Phyllobolus : du grec ancien phyllon “feuille” et bólos “jeter, lancer” ; pour les feuilles caduques de l’espèce type.
Piaranthus : du grec ancien piar “gras” et anthos “fleur” ; pour les fleurs aux pétales épais, gras.
Pierrebraunia : en l’honneur de Pierre Josef BRAUN (1959-…), agronome et botaniste allemand, spécialiste des cactus brésiliens, des euphorbes succulentes et des broméliacées.
pilcayensis : pour le barranco de Pilcaya au Mexique où l’espèce a été découverte.
pillansii : en l’honneur de Neville Stuart PILLANS (1884-1964), botaniste sud-africain.
pilleifera : du latin pileus ou pilleum "bonnet de feutre" qui coiffait les esclaves romains affranchis et ferre "porter".
Pilosocereus : du latin pilosus "poilu, velu, couvert de poils" et cereus "cierge, bougie".
pilosa,us : du latin pilosus "couvert de poils, poilu, velu".
pinnata : du latin pinnātus “ailé, emplumé, empenné”.
piscatoria (Euphorbia) : du latin piscātōrĭa “pêche, pêcheur” ; endémique de l’île de Madère (Portugal). Autrefois, les habitants se servaient du latex toxique pour la pêche.
pittieri (Echeveria) : en l’honneur d’Henrry PITTIER (1857-1950), géographe, naturaliste et botaniste suisse émigré au Costa-Rica en 1887.
plagiantha (Euphorbia) : du grec ancien plágios “oblique” et ánthos “fleur” ; pour les fleurs disposées en oblique.
plagiostoma : du grec ancien plágos "côté, flanc" et stoma "bouche" ; qui a la bouche (fleur) de côté.
platyacanthus : du grec ancien platys "plat, large" et akantha "épine".
platyphylla (Echeveria) : du grec ancien platys “plat, large” et phyllon “feuille” ; avec des feuilles plates.

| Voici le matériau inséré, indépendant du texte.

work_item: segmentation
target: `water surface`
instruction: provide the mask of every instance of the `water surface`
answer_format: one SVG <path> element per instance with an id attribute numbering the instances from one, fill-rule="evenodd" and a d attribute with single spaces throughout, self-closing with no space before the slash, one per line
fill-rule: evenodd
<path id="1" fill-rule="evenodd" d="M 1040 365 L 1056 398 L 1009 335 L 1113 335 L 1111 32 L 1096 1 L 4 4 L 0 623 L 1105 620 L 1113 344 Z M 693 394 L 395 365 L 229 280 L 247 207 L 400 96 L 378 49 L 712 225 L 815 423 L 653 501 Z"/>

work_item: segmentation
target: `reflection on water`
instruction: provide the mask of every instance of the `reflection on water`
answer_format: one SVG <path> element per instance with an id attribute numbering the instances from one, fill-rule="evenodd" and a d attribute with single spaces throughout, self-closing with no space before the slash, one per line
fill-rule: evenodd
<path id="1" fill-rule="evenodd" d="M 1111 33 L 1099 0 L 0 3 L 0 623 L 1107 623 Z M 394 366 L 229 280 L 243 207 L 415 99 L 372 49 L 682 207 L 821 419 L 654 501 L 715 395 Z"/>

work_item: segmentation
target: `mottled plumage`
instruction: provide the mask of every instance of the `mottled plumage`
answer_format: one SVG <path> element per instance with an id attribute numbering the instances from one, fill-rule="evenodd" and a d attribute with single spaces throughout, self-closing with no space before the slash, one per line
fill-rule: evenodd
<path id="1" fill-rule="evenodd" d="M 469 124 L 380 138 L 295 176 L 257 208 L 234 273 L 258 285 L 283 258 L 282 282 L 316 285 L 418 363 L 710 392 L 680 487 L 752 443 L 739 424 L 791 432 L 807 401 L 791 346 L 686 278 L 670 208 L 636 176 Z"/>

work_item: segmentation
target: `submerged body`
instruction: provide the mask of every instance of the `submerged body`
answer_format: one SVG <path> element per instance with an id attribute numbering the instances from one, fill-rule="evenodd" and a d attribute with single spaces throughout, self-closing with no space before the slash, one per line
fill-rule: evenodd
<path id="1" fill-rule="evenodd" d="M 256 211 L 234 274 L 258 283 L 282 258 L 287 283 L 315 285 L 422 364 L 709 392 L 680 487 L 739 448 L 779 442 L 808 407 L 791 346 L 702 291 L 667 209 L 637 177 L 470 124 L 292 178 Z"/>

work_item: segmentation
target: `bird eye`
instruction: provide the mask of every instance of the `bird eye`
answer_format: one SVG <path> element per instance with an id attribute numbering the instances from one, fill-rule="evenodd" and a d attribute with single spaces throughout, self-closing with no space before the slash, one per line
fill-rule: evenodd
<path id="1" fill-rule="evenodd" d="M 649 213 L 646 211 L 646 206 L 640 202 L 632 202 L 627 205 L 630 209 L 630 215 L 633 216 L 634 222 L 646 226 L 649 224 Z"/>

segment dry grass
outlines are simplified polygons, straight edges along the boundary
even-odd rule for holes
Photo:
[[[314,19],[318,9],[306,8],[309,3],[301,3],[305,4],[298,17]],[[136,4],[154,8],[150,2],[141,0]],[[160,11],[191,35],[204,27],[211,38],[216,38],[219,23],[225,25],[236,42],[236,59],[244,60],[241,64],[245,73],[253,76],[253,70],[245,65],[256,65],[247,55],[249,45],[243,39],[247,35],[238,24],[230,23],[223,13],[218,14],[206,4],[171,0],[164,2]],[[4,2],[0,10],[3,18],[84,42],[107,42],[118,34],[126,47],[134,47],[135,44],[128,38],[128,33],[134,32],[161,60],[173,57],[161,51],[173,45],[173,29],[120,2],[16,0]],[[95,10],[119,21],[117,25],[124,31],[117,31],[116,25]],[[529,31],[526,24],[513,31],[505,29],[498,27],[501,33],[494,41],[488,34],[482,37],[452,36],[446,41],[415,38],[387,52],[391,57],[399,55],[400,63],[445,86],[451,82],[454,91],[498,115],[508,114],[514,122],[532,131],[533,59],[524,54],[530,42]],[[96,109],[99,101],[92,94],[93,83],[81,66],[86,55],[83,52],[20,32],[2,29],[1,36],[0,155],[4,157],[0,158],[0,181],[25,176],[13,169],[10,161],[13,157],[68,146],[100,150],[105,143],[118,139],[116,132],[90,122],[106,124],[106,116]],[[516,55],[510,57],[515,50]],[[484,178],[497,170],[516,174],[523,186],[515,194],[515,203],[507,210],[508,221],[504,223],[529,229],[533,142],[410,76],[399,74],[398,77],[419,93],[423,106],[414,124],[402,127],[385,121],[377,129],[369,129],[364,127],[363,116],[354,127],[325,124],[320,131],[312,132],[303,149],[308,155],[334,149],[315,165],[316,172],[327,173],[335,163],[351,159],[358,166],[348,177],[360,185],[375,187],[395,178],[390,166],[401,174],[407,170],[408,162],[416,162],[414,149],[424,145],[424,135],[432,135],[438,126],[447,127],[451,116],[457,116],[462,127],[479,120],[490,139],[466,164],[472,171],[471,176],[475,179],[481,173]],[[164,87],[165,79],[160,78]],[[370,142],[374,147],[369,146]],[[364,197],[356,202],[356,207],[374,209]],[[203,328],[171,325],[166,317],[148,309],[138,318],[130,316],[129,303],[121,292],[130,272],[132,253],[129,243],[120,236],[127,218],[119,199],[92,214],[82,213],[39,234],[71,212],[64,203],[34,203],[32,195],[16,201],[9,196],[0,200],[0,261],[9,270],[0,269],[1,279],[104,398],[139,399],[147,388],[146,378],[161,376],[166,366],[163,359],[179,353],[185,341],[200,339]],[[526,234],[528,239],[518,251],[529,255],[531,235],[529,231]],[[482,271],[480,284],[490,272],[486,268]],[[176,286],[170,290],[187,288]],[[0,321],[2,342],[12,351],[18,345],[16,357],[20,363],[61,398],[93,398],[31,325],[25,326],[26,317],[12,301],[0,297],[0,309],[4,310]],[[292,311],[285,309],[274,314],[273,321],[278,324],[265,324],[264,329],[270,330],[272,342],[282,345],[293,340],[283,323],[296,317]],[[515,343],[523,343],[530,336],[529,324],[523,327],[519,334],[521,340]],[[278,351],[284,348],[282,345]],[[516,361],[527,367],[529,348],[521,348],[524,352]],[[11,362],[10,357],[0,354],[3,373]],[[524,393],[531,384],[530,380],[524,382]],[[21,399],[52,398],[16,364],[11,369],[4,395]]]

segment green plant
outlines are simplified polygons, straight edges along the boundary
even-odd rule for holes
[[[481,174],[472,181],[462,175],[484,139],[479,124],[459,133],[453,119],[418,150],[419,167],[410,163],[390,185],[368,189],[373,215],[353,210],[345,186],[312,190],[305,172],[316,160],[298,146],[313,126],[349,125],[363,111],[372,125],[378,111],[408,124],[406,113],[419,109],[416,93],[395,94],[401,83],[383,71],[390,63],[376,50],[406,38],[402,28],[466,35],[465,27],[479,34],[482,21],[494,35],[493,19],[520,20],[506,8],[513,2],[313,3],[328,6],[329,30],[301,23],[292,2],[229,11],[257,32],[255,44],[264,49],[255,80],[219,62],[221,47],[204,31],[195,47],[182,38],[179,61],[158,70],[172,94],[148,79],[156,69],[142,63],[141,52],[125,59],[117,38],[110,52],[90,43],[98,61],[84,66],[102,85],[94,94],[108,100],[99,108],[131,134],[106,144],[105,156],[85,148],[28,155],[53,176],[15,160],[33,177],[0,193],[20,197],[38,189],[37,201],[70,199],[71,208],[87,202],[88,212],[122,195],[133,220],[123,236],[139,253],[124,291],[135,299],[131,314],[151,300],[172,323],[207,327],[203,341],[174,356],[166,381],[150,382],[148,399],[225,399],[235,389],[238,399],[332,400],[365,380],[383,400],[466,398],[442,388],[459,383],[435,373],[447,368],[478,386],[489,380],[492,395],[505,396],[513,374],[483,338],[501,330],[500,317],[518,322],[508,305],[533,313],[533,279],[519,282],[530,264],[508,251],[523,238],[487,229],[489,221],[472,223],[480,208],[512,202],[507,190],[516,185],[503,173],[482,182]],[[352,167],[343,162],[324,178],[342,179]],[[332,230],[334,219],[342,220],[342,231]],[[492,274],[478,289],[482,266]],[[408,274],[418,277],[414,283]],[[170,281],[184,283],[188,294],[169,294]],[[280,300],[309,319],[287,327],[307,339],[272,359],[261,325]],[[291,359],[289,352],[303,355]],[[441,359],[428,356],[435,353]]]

Plectranthus : du grec ancien pléktron "pointe, éperon" et anthos "fleur" ; pour l’éperon sur la fleur de certaines espèces.
Pleiospilos : du grec pleios “plein” et spilos “tache” plein de taches ; pour le pointillage dense de la surface des feuilles.
plicatilis : du latin plicatilis "souple, pliable, flexible"; pour l'effet produit par la disposition des feuilles.
Plumeria : en l’honneur de Charles PLUMIER (1646-1704), botaniste et voyageur naturaliste français.
plumosa : du latin plumosus “plumeux, duveteux, velouté” ; pour ces épines pubescentes, duveteuses.
pluricostatus (Coleocephalocereus) : du latin plures “beaucoup de, plusieurs” et costatus “côtes” ; avec de nombreuses côtes.
pluridens : du latin plures "plus de, plusieurs" et dens "dent" ; à plusieurs dents.